Dışarı çıkın ve Detroit tarzı pizzanın tadını çıkarın

Leila

Global Mod
Global Mod
Detroit pizzası, Sicilya pastasının Motor City versiyonudur, dikdörtgen ve yastığa benzer, peynir kenardan kenara dağılmış, üstte sos ve üstte sos, genellikle iki kalın şerit halinde. Bunda hoşuma giden şey, peynirin tavada çıtır çıtır olduğu kenarlardaki dantelli, neredeyse Frico benzeri yoğunluğu. Genelde pepperoni ile yapıyorum ama dilimlenmiş soğan ve çekirdekleri çıkarılmış kalamata zeytin karışımı hayal kırıklığına uğratmaz.

Michigan'da pizza, adını başlangıçta lorları preslemek için kullanılan tuğlalardan alan çedarın kuzeni olan tuğla peyniriyle yapılır. Ancak bulamazsanız, ne olursa olsun: düşük nemli çedar ve mozzarella karışımı veya beyaz münster ve mozzarella veya Monterey Jack ve mozzarella karışımı işinizi görecektir. Sadece küçük bir ısırık istiyorsun, İtalyan-Amerikan denkleminin Amerika tarafını vurgulayan bir şey.

Efsaneye göre Detroit tarzı pizza, bir zamanlar şehrin otomobil fabrikalarında damlama tavası olarak kullanılanlar gibi derin, karartılmış mavi çelik tavada en iyi şekilde yapılır. (İnternette mevcutlar.) Ancak basit bir fırın tepsisi de aynısını yapacak ve ben de dökme demir tavayla iyi sonuçlar elde ettim.

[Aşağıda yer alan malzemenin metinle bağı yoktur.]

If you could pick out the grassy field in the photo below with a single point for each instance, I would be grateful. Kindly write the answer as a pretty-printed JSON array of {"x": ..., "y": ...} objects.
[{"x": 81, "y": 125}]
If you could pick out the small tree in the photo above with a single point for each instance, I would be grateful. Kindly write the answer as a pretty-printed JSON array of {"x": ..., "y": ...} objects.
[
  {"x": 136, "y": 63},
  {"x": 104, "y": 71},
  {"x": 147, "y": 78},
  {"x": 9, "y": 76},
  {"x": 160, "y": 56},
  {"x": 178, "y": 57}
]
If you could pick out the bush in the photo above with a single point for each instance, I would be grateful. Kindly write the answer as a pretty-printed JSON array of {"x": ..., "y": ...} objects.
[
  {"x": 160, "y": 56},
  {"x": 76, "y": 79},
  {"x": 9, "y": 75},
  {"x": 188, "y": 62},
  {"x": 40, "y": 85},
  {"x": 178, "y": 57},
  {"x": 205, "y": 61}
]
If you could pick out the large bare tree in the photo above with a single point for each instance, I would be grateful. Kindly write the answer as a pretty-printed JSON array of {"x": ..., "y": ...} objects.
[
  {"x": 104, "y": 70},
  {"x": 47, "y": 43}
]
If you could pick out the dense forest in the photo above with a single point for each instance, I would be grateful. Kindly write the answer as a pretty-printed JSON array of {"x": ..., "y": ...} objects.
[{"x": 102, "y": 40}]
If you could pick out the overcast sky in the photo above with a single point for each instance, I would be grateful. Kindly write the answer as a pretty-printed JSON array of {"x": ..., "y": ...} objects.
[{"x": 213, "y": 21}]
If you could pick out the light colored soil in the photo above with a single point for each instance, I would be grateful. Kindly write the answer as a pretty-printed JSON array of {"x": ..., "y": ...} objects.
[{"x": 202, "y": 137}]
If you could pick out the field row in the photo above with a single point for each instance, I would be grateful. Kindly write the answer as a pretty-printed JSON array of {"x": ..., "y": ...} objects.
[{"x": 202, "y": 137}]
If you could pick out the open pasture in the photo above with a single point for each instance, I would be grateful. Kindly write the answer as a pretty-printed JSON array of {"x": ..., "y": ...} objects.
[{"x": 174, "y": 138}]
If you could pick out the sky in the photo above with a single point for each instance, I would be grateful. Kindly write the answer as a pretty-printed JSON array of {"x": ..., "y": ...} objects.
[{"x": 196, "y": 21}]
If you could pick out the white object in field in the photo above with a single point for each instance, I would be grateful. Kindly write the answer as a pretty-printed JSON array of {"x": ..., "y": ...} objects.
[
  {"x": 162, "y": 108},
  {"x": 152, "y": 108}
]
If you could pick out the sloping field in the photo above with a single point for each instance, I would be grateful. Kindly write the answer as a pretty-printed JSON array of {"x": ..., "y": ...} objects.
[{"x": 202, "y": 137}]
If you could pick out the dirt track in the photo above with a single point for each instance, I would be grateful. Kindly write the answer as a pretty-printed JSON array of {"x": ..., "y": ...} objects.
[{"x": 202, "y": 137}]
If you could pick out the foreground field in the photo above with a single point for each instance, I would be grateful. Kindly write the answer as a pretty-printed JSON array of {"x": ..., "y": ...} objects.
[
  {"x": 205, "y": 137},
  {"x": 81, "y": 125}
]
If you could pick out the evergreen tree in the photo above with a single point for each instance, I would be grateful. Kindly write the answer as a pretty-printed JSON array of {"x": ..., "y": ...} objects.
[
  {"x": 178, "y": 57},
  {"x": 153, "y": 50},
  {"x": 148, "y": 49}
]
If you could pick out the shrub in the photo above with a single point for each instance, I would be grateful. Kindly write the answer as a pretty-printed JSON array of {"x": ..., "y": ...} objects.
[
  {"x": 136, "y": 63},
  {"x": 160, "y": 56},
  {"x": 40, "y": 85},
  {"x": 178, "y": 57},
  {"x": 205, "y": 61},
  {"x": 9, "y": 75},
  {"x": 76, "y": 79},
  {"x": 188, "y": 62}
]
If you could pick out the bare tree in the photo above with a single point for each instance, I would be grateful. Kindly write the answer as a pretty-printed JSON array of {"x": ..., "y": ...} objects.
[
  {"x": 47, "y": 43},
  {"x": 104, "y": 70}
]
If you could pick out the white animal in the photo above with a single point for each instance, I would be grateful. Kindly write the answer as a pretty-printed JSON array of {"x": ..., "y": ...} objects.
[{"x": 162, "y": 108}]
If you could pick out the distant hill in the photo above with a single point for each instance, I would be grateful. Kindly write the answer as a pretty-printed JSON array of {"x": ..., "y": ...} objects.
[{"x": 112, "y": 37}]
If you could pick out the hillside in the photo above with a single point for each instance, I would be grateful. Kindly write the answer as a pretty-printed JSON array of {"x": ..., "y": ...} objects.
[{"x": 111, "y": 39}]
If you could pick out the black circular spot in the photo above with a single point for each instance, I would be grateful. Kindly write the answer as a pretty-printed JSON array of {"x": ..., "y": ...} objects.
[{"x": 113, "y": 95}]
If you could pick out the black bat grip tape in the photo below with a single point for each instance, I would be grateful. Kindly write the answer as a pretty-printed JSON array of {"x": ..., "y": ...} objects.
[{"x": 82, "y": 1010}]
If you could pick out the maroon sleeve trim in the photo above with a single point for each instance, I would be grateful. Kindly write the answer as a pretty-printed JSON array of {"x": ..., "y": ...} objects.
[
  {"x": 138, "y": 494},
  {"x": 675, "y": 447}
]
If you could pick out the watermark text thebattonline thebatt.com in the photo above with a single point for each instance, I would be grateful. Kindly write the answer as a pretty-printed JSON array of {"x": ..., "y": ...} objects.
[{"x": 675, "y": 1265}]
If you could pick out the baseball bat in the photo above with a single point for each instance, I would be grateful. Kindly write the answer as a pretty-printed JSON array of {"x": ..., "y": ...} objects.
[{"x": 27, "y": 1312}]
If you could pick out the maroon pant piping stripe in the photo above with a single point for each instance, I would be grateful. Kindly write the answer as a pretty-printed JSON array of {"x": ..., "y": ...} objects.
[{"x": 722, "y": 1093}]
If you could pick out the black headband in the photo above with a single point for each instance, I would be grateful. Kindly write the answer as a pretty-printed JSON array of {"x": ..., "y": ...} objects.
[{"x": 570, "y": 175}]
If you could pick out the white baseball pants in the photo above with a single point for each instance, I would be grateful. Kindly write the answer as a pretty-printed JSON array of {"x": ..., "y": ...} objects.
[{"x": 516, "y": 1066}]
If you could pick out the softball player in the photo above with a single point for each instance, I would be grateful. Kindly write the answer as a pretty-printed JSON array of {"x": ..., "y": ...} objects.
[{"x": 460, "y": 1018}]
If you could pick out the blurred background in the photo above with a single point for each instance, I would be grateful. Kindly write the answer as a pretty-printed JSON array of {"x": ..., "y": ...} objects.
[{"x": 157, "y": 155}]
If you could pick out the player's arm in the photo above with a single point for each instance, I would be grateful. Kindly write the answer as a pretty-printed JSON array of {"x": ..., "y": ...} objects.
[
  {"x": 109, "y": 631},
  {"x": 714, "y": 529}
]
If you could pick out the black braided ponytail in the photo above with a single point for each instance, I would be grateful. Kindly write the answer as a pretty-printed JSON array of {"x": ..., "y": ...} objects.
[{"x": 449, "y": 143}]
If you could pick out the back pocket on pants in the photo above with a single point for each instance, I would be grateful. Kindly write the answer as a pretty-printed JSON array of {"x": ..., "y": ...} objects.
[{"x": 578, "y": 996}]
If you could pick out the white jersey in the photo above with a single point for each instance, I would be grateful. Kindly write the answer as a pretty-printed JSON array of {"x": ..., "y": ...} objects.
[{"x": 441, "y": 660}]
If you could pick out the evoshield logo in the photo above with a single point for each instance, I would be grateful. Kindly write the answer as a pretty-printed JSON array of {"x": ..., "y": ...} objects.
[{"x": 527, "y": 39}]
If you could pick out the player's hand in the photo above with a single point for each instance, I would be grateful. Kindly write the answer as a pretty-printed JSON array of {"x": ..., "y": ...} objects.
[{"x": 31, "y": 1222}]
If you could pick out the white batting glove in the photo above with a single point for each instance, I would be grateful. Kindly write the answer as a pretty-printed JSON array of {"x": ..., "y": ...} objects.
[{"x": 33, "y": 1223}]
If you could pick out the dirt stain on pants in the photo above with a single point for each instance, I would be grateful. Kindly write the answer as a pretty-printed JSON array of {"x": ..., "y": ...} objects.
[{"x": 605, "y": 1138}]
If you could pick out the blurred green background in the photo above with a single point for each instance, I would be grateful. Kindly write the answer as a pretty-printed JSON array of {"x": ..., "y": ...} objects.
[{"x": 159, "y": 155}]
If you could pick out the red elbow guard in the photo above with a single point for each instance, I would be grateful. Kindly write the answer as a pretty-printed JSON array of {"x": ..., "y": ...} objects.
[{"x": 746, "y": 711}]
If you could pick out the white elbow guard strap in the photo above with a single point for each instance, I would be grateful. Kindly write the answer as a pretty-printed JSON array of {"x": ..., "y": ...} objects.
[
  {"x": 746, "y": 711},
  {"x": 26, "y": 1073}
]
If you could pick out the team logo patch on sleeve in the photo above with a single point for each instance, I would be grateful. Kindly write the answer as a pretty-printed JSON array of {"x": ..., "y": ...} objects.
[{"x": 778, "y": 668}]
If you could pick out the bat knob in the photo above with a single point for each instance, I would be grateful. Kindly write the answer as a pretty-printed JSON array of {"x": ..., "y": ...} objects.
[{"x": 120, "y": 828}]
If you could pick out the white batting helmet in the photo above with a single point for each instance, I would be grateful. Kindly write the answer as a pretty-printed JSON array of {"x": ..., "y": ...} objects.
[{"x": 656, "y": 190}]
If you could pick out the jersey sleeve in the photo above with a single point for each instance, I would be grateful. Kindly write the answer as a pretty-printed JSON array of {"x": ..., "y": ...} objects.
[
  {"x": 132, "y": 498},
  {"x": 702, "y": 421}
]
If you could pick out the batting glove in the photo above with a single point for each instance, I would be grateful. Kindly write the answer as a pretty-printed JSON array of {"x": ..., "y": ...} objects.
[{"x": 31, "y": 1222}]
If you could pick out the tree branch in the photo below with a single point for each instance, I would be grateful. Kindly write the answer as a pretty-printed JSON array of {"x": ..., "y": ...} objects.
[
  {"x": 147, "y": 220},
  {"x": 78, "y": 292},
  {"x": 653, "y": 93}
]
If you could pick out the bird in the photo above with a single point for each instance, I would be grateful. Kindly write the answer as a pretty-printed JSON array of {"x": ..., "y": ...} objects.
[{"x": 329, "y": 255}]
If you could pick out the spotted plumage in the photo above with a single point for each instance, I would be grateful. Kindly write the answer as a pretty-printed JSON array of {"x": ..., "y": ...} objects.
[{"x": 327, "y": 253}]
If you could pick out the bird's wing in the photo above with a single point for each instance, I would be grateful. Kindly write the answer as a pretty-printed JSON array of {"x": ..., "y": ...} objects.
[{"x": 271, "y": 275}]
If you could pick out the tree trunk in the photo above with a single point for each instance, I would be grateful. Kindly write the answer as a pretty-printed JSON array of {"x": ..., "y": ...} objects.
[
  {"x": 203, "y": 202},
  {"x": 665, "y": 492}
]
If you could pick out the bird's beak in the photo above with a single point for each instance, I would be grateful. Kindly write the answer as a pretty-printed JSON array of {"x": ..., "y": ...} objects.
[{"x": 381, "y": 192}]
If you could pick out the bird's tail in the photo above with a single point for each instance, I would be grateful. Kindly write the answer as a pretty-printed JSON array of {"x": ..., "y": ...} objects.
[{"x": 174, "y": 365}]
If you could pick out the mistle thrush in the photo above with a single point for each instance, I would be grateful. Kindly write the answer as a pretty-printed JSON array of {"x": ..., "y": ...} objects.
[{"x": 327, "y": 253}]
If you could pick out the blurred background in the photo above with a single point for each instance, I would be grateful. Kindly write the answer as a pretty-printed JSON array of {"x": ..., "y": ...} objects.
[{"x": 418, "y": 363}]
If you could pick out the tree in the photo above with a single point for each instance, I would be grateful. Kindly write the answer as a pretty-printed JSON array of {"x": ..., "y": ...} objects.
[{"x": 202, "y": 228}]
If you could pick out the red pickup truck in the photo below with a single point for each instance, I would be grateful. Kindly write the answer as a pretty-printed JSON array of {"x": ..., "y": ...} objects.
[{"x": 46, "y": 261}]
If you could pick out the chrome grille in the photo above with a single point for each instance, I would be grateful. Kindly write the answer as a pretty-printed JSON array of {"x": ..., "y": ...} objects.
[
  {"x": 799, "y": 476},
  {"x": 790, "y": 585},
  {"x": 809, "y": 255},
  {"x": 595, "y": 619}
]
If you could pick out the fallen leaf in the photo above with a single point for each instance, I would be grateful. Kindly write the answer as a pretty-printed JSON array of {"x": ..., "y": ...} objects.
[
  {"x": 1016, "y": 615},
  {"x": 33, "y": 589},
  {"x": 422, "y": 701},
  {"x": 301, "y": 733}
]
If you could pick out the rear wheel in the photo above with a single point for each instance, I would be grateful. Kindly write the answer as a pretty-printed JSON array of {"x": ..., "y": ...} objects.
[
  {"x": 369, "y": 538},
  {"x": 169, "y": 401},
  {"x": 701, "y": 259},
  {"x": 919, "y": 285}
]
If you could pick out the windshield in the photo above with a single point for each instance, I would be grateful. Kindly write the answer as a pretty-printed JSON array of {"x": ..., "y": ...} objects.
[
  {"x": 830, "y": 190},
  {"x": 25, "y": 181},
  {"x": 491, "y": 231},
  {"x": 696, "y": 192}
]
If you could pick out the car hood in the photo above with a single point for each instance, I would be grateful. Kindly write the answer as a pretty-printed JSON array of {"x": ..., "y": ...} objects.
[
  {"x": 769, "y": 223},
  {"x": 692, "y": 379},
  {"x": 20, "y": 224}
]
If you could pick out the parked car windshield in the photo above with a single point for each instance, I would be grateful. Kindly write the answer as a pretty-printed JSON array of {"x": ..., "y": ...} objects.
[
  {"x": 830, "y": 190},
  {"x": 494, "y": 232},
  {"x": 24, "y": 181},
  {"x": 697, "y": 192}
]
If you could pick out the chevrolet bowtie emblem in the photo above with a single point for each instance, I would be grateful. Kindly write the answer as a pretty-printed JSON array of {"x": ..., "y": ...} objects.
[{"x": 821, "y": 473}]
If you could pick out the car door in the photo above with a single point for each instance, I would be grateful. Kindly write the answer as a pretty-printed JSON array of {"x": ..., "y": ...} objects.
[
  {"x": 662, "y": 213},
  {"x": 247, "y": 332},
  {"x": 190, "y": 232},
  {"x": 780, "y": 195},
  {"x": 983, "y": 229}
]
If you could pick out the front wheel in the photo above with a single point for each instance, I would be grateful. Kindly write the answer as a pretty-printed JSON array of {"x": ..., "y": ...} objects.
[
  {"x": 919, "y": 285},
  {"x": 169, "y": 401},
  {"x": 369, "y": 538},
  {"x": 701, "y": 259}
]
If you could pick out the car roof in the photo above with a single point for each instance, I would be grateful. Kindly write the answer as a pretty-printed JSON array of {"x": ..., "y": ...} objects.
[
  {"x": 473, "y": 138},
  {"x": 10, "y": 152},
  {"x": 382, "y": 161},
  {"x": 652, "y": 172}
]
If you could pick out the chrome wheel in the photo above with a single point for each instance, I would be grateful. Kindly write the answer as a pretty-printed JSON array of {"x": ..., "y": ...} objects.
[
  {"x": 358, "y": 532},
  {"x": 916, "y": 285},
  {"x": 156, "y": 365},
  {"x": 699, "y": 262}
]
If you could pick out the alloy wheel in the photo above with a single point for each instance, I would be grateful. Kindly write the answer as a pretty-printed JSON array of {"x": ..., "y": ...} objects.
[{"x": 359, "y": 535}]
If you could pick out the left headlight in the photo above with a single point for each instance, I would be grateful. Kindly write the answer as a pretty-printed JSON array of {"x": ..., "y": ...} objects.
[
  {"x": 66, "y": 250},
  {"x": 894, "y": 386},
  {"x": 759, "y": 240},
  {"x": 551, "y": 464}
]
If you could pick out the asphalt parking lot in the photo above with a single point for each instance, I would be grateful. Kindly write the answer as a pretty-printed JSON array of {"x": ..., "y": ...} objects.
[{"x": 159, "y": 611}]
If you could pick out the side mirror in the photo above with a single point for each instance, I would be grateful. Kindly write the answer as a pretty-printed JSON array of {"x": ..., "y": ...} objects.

Amacım havalar fırını 500°'de çalıştıramayacak kadar ısınmadan en az yarım düzine tane yapmak. Umarım bize katılırsınız.

Bu hafta sonu pişirilecek başka şeyler var mı? Belki ısırmak için yaban mersinli, bademli, limonlu kek; Bir yığın pirinçle Küba siyah fasulyesi; soyada kızartılmış tofu; nostaljik kızarmış balıklı sandviç; süzme tatlı yoğurt; bir bahar arpa çorbası.

Ve soğan ve peynirle ızgarada pişirilmiş, tereyağlı Bay's İngiliz çöreğinin üzerine sosla sürülmüş ve salamura jalapeno ile kaplanmış bir burgerle delirebilirim. (Dene!)


Haberler Cooking'de binlerce tarif daha sizi bekliyor. Bunları okumak için aboneliğe ihtiyacınız var. Abonelikler fırınlarımızın yakıtıdır. Çalışmalarımızı destekliyor ve devam etmesini sağlıyorsunuz. Henüz kaydolmadıysanız bugün kaydolmayı düşünür müsünüz? Teşekkürler.

Teknolojimize takılıp kalırsanız lütfen yardım için yazın. İyi insanlar hazır: Cookingcare@Haber. İçlerinden biri sana geri dönecek, söz veriyorum. Ayrıca bir şeyi eleştirmek veya meslektaşlarımdan birine iltifat etmek isterseniz bana yazabilirsiniz. Foodeditor@Haber adresindeyim. Her mektuba cevap veremiyorum. Ama elime geçen herkesi okuyorum.

Bunun hindistan ceviziyle ya da fırında pişmiş kaburgalarla hiçbir ilgisi yok ama New Yorker'da Ayelet Waldman'ın kapitone yapmanın gücünü okumalısınız.

Melina Moe'nun The Los Angeles Review of Books'ta Toni Morrison'ın 1970'lerde Random House'da editörken yazdığı ret mektuplarıyla ilgili büyüleyici bir makalesi var. Birinde “Malzeme ilginç” diye yazmıştı, “ama yazma stili öyle değil: bir hikayenin ihtiyaç duyduğu enerjiyi ona vermek çok fazla çalışma gerektirir.” Vay be!


Arılar geri döndü!

Nihayet karşınızda yeni St. Vincent, puslu ve akıldan çıkmayan: “Pire”. “Kendinizi elmaslara bırakın, kendinizi kremaya dökün.” Pazar günü görüşürüz mü?